Children should be taught how to behave around dogs, even if their own family does not own a dog. For example, a child should never approach a strange dog without asking the owner if it’s OK to pat the dog. If the child sees a loose dog on the street, he should not approach it even if he knows the dog belongs to his friend.
Nor should he scream or run away. A running being frequently says “prey” to the dog and triggers the chase response in his brain.
Most dogs, even those that are well-trained, do not consider children as figures of authority. Furthermore, since children frequently stare intently at animals, a dog may feel threatened by this short person who is trying to catch him. Even the best-natured dog may bite to protect himself in these circumstances, especially if he feels cornered.

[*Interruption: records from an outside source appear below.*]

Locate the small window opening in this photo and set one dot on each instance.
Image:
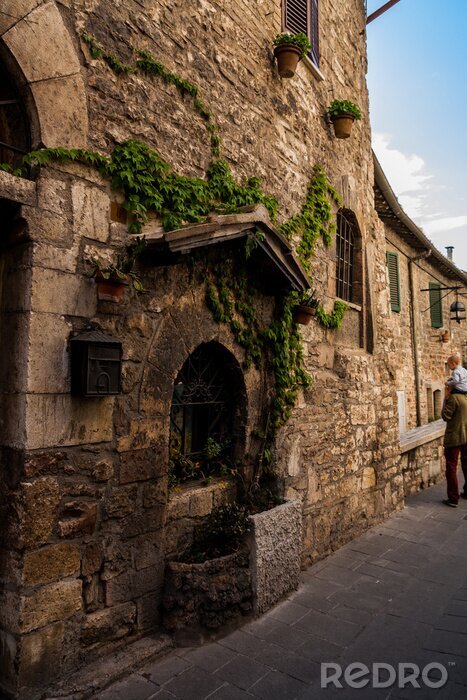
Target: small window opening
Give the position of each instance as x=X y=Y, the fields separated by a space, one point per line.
x=14 y=125
x=205 y=418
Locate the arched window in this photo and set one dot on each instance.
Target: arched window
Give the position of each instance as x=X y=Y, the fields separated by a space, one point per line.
x=14 y=125
x=348 y=258
x=206 y=414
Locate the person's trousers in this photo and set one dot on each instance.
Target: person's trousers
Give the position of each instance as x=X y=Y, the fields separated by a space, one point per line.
x=452 y=456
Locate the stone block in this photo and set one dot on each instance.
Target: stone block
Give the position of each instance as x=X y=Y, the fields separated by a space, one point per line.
x=148 y=614
x=121 y=501
x=155 y=493
x=37 y=511
x=17 y=189
x=109 y=625
x=40 y=656
x=103 y=471
x=13 y=361
x=133 y=584
x=12 y=428
x=276 y=553
x=91 y=212
x=45 y=463
x=52 y=194
x=200 y=503
x=139 y=465
x=178 y=505
x=58 y=601
x=48 y=369
x=368 y=478
x=77 y=518
x=42 y=44
x=46 y=226
x=62 y=293
x=8 y=661
x=67 y=124
x=55 y=420
x=50 y=563
x=93 y=556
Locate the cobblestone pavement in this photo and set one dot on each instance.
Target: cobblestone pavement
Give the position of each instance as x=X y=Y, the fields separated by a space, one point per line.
x=398 y=594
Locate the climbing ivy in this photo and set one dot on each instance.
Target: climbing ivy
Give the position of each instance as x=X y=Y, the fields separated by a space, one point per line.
x=335 y=318
x=146 y=63
x=150 y=185
x=231 y=295
x=315 y=218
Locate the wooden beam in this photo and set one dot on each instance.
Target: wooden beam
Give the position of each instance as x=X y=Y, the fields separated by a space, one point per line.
x=382 y=9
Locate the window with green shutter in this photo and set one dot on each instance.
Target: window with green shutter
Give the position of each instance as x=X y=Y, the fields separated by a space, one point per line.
x=392 y=262
x=302 y=16
x=436 y=307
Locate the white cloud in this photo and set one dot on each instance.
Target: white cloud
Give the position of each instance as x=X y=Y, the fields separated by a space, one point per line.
x=447 y=223
x=404 y=173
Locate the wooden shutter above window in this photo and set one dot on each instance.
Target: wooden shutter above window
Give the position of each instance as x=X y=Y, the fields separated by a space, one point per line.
x=302 y=16
x=436 y=308
x=392 y=263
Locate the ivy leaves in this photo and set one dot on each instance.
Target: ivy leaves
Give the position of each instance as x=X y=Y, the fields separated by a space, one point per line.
x=315 y=218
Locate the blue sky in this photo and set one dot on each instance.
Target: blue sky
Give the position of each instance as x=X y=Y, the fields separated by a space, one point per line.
x=417 y=78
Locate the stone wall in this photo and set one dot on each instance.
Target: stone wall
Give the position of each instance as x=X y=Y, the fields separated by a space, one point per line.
x=86 y=513
x=431 y=351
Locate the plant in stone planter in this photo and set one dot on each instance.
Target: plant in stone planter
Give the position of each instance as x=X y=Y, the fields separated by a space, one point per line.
x=305 y=309
x=112 y=278
x=343 y=113
x=289 y=50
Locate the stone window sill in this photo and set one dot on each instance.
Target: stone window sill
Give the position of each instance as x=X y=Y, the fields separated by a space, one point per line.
x=420 y=436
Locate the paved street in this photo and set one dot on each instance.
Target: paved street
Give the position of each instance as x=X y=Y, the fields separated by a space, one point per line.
x=398 y=594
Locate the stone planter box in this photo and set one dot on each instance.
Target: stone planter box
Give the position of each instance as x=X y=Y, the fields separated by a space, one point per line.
x=275 y=553
x=200 y=599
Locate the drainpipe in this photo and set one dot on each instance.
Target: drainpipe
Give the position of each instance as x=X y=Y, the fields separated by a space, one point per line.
x=422 y=256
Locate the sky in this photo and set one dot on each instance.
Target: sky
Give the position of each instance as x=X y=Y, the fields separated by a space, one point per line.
x=417 y=80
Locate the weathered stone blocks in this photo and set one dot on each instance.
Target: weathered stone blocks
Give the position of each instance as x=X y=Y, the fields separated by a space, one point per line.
x=276 y=549
x=51 y=563
x=58 y=601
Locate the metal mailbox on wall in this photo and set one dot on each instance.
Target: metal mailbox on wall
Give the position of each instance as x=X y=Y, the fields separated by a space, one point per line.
x=96 y=361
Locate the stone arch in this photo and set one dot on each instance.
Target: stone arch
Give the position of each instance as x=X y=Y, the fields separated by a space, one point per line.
x=38 y=50
x=216 y=401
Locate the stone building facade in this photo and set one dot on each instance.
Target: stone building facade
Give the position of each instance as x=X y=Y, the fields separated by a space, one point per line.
x=425 y=284
x=86 y=514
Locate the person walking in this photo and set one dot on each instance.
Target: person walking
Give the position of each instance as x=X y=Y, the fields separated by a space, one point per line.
x=454 y=412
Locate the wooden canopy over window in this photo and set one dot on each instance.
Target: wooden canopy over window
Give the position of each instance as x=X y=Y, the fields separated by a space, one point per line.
x=278 y=258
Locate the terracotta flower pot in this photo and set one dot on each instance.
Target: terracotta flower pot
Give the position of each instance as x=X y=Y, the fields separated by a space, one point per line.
x=302 y=314
x=343 y=125
x=288 y=56
x=111 y=289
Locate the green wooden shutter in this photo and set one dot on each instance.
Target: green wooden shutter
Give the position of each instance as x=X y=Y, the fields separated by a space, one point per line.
x=392 y=262
x=436 y=307
x=302 y=16
x=296 y=16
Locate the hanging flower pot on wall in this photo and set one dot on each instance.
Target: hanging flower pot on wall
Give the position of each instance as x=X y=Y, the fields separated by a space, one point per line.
x=343 y=113
x=289 y=50
x=306 y=309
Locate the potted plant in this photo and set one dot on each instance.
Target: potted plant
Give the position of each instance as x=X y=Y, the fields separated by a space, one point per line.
x=289 y=50
x=343 y=113
x=305 y=309
x=112 y=278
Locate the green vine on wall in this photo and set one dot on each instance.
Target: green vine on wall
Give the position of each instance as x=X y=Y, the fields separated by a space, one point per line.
x=146 y=63
x=150 y=185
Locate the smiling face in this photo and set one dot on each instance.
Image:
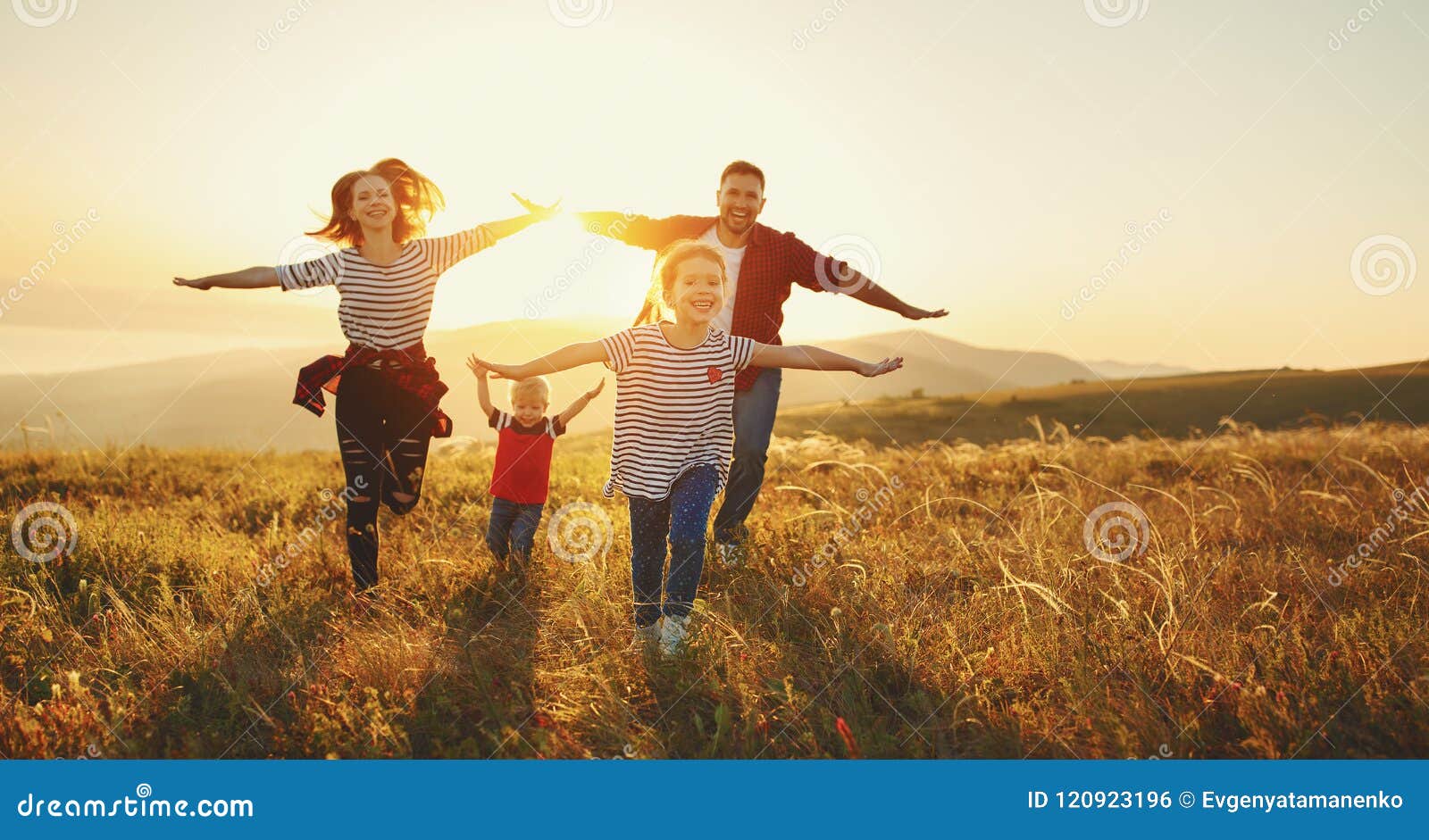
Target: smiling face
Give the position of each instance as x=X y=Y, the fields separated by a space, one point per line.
x=528 y=409
x=698 y=292
x=740 y=200
x=372 y=204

Once a child is given permission to approach a dog, she should present her closed fist for the dog to sniff. This protects the fingers in case the dog is frightened and tries to nip.
Children should never hug a dog that is not their own, and should only hug their own dog very gently if the dog can tolerate the hug. Children should be taught to never hit dogs with their hands or an object, to lower their voices when playing with the dog, to leave the dog alone when he’s sleeping, eating, or ill, and to never tease a dog in any fashion.
The sight of a child and a dog napping together on the sofa or the floor, playing in the yard, or contemplating the sunset is a wondrous thing. The potential relationship between a child and the dog who considers himself the family guardian is precious, and it needs to be nurtured and guided. Families can accomplish this by teaching the dog and the child to respect and cherish each other.